I believe that this voting block became associated strictly with religious fundamentalism for a number of reasons.
First, Most of the white traditions held by the group that has been under attack in the recent decades is the superiority of the Christian Religion. While it used to be safe to assume that everyone you would come across was Christian (or at least Jewish) and more or less believed everything in the bible, this is now no longer the case. So propagation the morality expressed by religious fundamentalism is one of the primary issues with the group.
Second, in traditional America, one of the main leaders that people look to for guidance is the minister. So it was natural that religious leaders would become spokesmen for the defense of the white traditional way of life. Which then leads to the conclusion that the movement is defined by religion.
Third, Religion is an excellent motivator. Most religious wars aren’t actually about religion but are instead about political and cultural differences. However, telling people that you will go to heaven if you kill the infidel/vote Republican is a great way to get people to do what you want despite any negative consequences to themselves as individuals. Also religious belief as a motivation is much more socially acceptable than say xenophobia. So many of the traditionalists will consciously or unconsciously ascribe their motivation for certain political opinions to their faith.

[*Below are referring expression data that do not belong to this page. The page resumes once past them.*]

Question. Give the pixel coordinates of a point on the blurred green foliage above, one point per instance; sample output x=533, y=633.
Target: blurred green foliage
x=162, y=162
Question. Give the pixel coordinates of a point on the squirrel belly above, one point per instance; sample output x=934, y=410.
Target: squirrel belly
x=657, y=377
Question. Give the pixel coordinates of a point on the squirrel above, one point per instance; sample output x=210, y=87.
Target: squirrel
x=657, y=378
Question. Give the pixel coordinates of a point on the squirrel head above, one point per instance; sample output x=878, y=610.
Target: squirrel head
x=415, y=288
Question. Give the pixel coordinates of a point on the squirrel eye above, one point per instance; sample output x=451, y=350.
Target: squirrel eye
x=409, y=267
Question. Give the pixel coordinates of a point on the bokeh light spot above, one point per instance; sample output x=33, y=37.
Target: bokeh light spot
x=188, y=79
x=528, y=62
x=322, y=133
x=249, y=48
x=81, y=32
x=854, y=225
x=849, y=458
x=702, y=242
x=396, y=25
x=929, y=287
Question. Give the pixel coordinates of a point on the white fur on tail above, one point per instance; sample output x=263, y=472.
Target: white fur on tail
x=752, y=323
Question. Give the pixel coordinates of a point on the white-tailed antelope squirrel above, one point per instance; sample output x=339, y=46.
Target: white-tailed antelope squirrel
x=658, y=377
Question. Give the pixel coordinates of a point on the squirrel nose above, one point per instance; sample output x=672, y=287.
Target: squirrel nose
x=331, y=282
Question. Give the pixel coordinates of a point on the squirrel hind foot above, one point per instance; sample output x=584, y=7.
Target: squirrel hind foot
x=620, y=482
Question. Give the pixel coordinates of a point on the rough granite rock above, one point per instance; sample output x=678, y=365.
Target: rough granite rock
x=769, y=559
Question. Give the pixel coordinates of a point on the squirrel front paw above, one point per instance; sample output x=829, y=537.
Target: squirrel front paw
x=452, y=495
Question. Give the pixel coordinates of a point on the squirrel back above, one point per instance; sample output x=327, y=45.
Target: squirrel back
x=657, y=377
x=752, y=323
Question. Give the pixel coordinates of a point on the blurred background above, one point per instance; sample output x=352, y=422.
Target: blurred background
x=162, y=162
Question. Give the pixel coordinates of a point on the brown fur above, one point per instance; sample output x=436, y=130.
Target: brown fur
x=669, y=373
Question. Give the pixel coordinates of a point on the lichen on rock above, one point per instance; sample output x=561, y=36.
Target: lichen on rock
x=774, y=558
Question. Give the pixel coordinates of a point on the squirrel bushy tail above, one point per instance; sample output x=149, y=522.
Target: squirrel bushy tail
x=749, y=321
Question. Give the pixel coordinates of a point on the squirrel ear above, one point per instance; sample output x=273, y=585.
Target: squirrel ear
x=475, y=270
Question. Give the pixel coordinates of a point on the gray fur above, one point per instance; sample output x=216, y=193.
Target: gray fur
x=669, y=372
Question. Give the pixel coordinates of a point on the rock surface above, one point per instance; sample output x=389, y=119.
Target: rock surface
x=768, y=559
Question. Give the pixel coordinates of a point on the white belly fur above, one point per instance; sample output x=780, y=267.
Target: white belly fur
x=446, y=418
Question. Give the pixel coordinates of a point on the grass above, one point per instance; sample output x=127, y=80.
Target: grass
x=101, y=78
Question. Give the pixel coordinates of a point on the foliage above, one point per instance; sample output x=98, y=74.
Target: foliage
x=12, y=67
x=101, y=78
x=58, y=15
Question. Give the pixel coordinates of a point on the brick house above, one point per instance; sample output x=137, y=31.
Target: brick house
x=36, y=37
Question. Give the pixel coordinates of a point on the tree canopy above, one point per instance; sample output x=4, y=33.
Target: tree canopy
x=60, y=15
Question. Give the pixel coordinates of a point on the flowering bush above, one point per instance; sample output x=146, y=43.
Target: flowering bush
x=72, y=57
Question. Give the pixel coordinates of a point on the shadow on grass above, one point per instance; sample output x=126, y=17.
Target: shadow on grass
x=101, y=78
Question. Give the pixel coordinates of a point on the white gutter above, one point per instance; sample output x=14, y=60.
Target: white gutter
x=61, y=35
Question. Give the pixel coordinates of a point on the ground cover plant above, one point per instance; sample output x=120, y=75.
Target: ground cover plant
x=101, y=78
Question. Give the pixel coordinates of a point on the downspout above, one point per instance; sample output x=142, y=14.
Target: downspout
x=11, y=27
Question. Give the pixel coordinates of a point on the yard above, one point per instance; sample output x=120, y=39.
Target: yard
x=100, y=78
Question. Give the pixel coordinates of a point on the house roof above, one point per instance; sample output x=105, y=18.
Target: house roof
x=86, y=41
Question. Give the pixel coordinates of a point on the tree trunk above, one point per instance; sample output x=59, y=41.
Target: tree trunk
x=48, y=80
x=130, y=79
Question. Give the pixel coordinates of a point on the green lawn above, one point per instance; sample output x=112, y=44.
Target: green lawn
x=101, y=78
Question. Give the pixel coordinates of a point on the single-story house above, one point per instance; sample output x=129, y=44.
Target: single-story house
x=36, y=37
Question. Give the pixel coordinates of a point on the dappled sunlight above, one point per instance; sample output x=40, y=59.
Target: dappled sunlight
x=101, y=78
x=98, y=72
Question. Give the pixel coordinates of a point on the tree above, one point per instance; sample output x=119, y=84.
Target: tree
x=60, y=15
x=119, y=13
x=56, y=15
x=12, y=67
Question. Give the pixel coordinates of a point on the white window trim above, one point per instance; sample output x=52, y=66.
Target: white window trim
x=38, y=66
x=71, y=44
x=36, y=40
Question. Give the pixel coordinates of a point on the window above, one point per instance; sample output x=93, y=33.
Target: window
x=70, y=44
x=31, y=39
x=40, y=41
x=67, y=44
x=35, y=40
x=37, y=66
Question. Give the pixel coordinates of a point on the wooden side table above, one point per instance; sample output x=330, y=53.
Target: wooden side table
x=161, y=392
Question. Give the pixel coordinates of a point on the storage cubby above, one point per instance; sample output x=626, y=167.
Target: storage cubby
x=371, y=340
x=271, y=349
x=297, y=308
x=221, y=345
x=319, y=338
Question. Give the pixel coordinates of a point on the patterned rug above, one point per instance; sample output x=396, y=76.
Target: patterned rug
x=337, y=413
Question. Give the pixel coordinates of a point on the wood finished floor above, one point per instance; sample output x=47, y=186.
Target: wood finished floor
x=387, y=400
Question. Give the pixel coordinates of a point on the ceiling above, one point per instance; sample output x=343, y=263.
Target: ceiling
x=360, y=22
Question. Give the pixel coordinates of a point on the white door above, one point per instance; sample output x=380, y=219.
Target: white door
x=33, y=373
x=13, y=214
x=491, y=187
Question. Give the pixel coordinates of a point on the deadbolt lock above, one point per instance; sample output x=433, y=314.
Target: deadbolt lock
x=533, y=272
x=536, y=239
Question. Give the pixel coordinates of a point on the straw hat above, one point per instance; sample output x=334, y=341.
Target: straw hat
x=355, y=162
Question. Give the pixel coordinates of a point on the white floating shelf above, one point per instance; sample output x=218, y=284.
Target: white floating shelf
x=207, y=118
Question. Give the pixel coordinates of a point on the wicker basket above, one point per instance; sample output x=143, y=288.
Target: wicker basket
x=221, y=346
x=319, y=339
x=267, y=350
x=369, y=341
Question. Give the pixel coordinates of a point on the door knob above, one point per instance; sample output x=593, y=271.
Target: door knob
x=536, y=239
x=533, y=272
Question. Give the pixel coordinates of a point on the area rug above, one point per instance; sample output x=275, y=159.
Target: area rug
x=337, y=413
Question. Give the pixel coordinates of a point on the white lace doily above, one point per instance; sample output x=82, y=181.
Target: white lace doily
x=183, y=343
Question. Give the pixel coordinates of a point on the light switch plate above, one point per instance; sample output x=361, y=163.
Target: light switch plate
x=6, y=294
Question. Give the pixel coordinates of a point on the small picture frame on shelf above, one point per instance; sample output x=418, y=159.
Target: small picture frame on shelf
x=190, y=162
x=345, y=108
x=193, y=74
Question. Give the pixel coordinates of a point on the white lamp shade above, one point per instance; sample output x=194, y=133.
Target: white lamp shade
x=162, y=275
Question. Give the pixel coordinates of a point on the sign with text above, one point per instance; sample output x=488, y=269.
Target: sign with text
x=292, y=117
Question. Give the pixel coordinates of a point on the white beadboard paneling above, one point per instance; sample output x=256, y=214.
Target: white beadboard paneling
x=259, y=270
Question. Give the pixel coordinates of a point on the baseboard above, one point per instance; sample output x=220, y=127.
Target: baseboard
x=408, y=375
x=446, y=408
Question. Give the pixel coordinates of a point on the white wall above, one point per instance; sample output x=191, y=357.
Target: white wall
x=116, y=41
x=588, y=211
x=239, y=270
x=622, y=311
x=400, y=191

So you have a movement, supporting religious fundamentalism, lead by ministers, and ascribing the motivations behind their opinions to their faith, and the obvious conclusion that its all about religion.
Now if its all the same group of people why does it matter if I call them the religious right or call them the white traditionalist? I think it comes in the understanding of what it likely to change their politics. If their motivations are indeed primarily religious, then all it would take to change their minds would be to somehow take abortion off the table, or convince them that “Jesus was a Democrat”. But if they are as I believe"white traditionalists" then this would only remove a part of a much larger set of issues that motivates them, and approaching them purely on religious grounds will be ineffective.
A few final thoughts regarding this debate:
First, I tried my best to get my ideas across without poisoning the well. I’m not sure that I succeeded. In any case I would rather not have this debate devolve into a “All Republcans and the Religious right are evil” thread. There are enough of those already.
Second, I have very little invested in this theory, and have opened it up for debate precisely to see what other people think of it pro or con. I will be very happy to have someone provide evidence tearing it to shreds, or simply respond that “yes its true, but demographers have known it since 1982 and you aren’t proposing anything new.”